DARPA Wants Robots That Can Play Jazz In Time With Humans

Simulated improvisation in peace and war

The Jazz Ambassadors, a U.S. Army Band
The Jazz Ambassadors, a U.S. Army Band
Jeff Adams, U.S. Army, via Wikimedia Commons

Humans learn by doing, so why shouldn't machines? A project funded by DARPA, the military's future technology wing, wants a program that can adapt to human musicians as they perform, and join in with the right notes—literally. Called MUSICA, for "Musical Improvising Collaborative Agent", the goal is a device that can create and play a jazz solo in time with humans.

To understand jazz—an infamously improvisational and unpredictable style of music—the program will lean on a database of jazz solos that the researchers behind the project are compiling. Once the machine has absorbed jazz, it will then create responses, based on what it knows. It's music as language, with the computer taking the role of a toddler learning to string phrases together. Ben Grosser, an Assistant Professor at the School of Art and Design at the University of Illinois at Urbana-Champaign who's working on the project, told LiveScience:

Our goal is to by next summer present a 'call and answer' system to DARPA, where I can play a line of music, and the system will analyze that line and give an answer as close to real time as possible...Let's face it—trying to develop a system that can play jazz is a crazy idea. It's not going to be Miles Davis. I think if we can make this thing play like a high schooler, we'll really have done our job.

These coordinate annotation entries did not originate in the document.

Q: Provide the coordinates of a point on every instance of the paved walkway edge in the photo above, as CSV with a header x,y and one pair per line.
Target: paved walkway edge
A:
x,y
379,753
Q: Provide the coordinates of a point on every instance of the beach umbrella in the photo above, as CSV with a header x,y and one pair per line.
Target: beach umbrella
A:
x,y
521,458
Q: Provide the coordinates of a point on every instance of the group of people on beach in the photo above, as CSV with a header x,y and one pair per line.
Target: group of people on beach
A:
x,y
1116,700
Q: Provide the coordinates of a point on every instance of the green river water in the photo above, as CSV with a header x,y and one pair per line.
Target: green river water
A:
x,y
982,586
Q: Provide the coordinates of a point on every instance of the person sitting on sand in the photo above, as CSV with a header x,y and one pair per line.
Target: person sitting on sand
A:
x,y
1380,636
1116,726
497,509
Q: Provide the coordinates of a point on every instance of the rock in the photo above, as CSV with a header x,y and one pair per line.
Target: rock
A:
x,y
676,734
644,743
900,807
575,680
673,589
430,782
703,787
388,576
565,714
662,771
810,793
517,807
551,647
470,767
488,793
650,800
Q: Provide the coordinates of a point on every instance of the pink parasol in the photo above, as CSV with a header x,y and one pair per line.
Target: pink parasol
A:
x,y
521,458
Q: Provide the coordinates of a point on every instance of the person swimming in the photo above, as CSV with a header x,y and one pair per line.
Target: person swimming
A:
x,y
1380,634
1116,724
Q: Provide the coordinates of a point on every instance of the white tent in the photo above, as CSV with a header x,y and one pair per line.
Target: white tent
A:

So why is the military interested in musical machines? It's (probably) not because DARPA's looking to upgrade the U.S. Army's Jazz Ambassadors into cyborgs. Instead, creating a machine that can learn appropriate, instant responses to human actions around it is likely to be useful on the robot-infested battlefields of tomorrow. In order for humans and machines to collaborate well, the machines will need to pick up what the humans are putting down.